Enter the Ergo. I had such high hopes for this, and so far it has delivered. I have no idea how it is possible to wear a 16-lb child and barely feel an ounce, but this carrier makes it happen. Reid's got some room to wiggle and squirm, but not enough that I feel insecure with him in it. Mostly he is content to just look around and take it all in. He sleeps really well after he's been worn (and if he's in there for more than half an hour, he usually falls asleep in it). Yesterday I was able to do the dishes (of which there were many), tidy the house, walk the dogs, and throw in some deep squats for good measure (see: still caring about weight). And, coincidentally, last night was the best night of sleep we've had in several days.
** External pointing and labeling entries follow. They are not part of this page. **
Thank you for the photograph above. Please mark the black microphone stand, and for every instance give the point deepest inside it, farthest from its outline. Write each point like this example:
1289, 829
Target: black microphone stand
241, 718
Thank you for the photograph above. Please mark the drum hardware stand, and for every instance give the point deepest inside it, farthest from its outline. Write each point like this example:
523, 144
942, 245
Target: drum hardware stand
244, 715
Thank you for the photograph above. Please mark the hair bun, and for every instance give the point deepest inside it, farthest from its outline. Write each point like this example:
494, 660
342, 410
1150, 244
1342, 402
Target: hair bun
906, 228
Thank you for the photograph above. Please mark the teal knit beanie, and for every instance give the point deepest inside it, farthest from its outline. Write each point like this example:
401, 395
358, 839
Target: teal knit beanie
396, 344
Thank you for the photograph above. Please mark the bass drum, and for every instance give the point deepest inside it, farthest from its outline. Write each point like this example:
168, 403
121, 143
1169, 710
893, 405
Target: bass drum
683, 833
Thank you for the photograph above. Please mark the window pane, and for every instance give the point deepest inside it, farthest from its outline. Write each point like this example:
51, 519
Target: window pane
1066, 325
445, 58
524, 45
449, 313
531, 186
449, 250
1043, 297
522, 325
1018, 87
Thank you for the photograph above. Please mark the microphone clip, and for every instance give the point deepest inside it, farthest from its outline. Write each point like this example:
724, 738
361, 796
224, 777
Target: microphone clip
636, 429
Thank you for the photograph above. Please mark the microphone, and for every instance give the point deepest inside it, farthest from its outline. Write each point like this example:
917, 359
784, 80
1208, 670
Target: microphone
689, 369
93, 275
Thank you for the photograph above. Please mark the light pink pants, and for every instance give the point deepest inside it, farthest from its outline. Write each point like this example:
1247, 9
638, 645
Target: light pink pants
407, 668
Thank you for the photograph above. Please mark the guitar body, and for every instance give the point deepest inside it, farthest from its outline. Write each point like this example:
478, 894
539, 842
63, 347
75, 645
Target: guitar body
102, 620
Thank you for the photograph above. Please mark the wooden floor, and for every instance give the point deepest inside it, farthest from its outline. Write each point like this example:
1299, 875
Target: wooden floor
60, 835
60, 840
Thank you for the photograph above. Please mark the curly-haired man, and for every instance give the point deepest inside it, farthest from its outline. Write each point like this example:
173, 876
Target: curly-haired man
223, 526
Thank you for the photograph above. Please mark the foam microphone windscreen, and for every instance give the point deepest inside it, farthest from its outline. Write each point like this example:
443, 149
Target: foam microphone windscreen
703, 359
Conclusion: baby wearing is good for Reid and good for me. So even though I haven't achieved the Zen Mama attitude I was hoping for, I consider it progress that I found a way to indulge my control-freakiness while also doing something good for Reid.

Now, I am off to complete the day's task (bathroom!) while this moppet is still sleeping (progress!). We'll discuss how Reid naps best in his carseat, and how I've finally decided to let it happen (PROGRESS!!!!!), at a later date.

Hey, the word "Progress" has lost all meaning to me, and looks really funny at this point.
Also, is anyone else super impressed with my newfound ability to hyperlink?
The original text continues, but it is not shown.